Robert Litt, a former deputy assistant attorney general in the
Clinton Justice Department, said there is "a question of whether
the way the system is set up produces arbitrary and discriminatory
results."
"I don't understand what the rush is to execute somebody before
you get answers to these questions," said Litt, who is now part of
the group Citizens for a Moratorium on Federal Executions.
"Garza's not going anywhere."
Justice Department officials have refused to comment on
allegations that Garza's case has been shaped by race or geography.
The son of migrant farm workers, Garza set up a marijuana ring
in the Texas border city of Brownsville in the early 1980s. Through
1992, Garza's operation moved tons of pot from Mexico into the
United States.
Prosecutors characterized him as a ruthless man who considered
murder a way of doing business. When one employee crossed Garza, he
was driven onto a farm road, where Garza shot him in the back of
the head, dumped his body in the brush, then shot him four more
times.
"He's about as violent as anybody I've seen," said Mark
Patterson, the chief federal prosecutor at Garza's trial.

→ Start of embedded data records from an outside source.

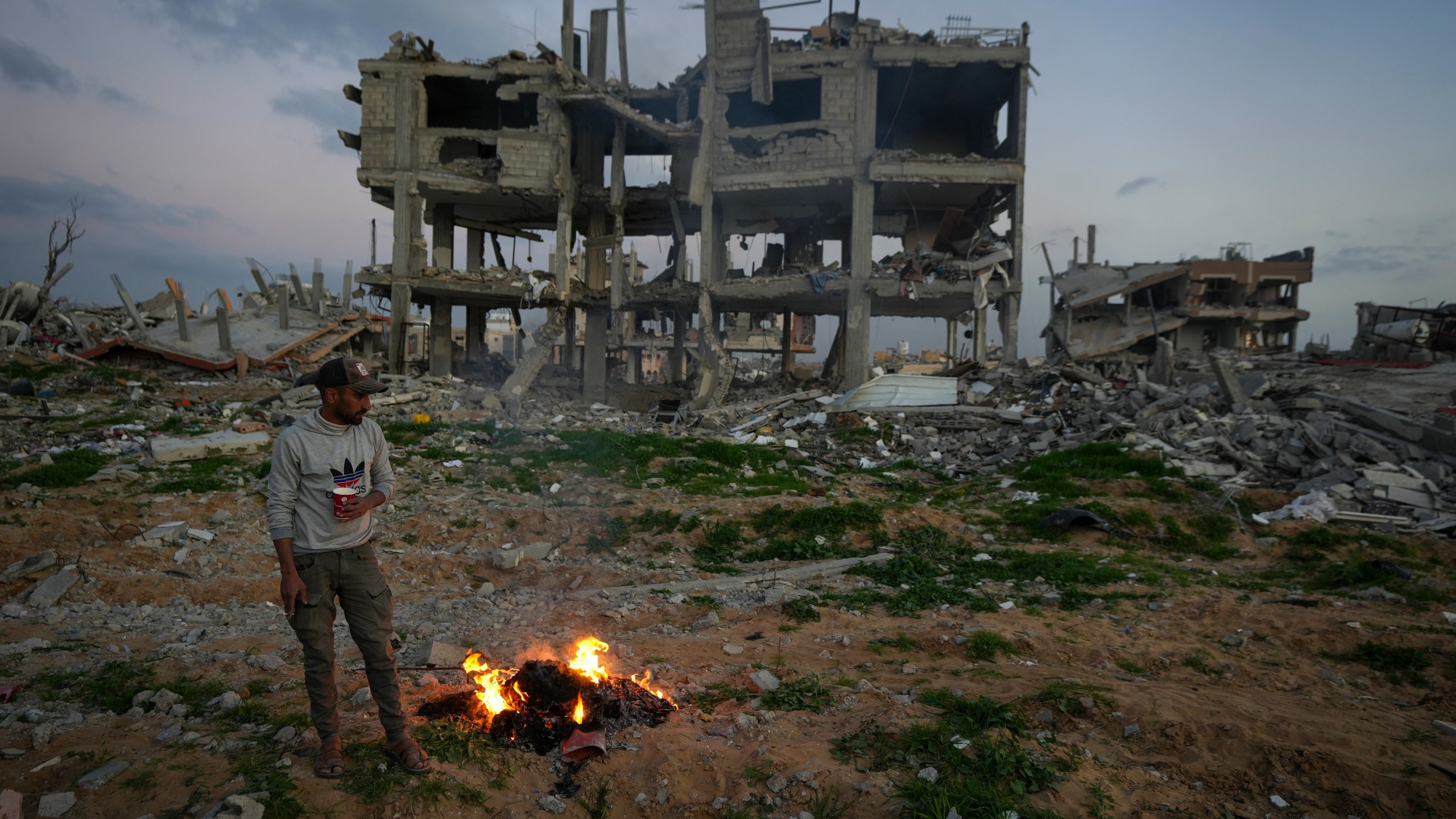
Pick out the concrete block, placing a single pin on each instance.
(440, 655)
(212, 445)
(47, 592)
(32, 563)
(510, 559)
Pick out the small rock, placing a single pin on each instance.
(763, 681)
(243, 808)
(56, 804)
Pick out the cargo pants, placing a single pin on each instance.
(354, 577)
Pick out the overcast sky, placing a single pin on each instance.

Presiding U.S. District Judge Filemon Vela said he does not
accept claims of racial bias in Garza's case. "In this particular
case, the judge was Hispanic, the defendant was Hispanic, a
majority of the jurors were Hispanic and the victims were
Hispanic," he said.
Garza was one of the first people convicted under the newly
reinstated federal death penalty in 1988. Prosecutors were given
narrow guidelines under which they could seek the death penalty
against drug kingpins convicted of murder.
"I think the government was looking for someone that they
thought would fit the bill," said Philip Hilder, Garza's attorney
during his trial. "I think they accentuated Juan's activities and
his stature in order for them to fit this profile that they had."